Editor : Tri Indaryani
TRIBUNBATAM.id, BATAM - Didakwa melakukan pengeruk pasir secara ilegal di wilayah Nongsa, Johanes Yanto alias Aguan dituntut hanya satu tahun penjara.
"Menjatuhkan pidana terhadap terdakwa Johanes Yanto Als Aguan dengan pidana penjara selama 1(satu) tahun dikurangi selama terdakwa berada dalam tahanan dengan perintah agar terdakwa tetap ditahan. Menjatuhkan pidana denda kepada terdakwa sebesar Rp 500 juta subsidair selama tiga bulan bulan kurungan," demikian bunyi tuntutan Jaksa Penuntut Umum (JPU) Kejaksaan Negeri Batam Herlambang Adhi Nugroho.

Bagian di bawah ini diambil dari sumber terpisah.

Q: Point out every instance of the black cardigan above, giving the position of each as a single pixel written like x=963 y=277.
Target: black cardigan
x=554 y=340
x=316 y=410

Tuntutan ini, sangat jauh lebih ringan dari pasal yang dilanggar terdakwa Johanes Yanto Als Aguan.
Yakni Pasal 158 UU RI Nomor 4 Tahun 2009 tentang Pertambangan Mineral dan Batubara yang berbunyi dengan hukuman 10 tahun penjara dan denda Rp10 miliar.

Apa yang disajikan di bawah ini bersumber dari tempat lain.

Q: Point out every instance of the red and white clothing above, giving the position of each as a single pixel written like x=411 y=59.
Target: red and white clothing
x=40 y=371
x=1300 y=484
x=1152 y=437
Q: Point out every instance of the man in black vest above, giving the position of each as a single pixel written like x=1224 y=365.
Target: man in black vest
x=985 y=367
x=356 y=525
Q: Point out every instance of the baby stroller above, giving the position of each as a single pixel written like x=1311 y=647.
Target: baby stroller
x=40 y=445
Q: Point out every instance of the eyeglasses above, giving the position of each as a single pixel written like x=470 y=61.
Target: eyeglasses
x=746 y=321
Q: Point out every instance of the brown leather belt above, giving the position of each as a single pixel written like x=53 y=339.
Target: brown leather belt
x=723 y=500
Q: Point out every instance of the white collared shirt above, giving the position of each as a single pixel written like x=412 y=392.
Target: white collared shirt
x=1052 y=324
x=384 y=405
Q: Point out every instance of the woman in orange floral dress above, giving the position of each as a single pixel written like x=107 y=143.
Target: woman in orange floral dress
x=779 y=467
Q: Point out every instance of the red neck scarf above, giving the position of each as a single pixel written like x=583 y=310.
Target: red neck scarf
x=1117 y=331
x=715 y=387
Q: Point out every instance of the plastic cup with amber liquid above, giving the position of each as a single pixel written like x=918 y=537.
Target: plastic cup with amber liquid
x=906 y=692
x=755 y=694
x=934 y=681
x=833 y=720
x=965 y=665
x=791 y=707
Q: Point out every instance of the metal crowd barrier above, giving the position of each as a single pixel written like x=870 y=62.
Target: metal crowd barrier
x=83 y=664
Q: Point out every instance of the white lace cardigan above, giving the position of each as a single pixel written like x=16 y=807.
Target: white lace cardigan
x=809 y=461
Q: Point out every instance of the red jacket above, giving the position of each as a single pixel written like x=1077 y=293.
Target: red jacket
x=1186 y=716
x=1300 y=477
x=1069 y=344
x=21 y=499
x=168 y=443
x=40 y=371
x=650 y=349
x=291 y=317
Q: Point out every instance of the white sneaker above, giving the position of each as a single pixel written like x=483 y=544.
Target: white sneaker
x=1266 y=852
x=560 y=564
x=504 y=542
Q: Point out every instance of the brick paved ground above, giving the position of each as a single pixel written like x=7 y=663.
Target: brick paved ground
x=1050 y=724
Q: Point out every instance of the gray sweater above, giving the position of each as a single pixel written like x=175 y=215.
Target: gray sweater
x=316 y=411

Tuntutan tersebut digelar secara online.
Hakim Pengadilan Negeri Batam yang menyidangkan di antaranya Egi Novita dan kawan-kawan, dan terdakwa didampingi secara terpisah oleh Rio Napitupulu.
Sidang tersebut akan dilanjutkan dengan pembacaan pledoi oleh kuasa hukum, terdawa Aguan.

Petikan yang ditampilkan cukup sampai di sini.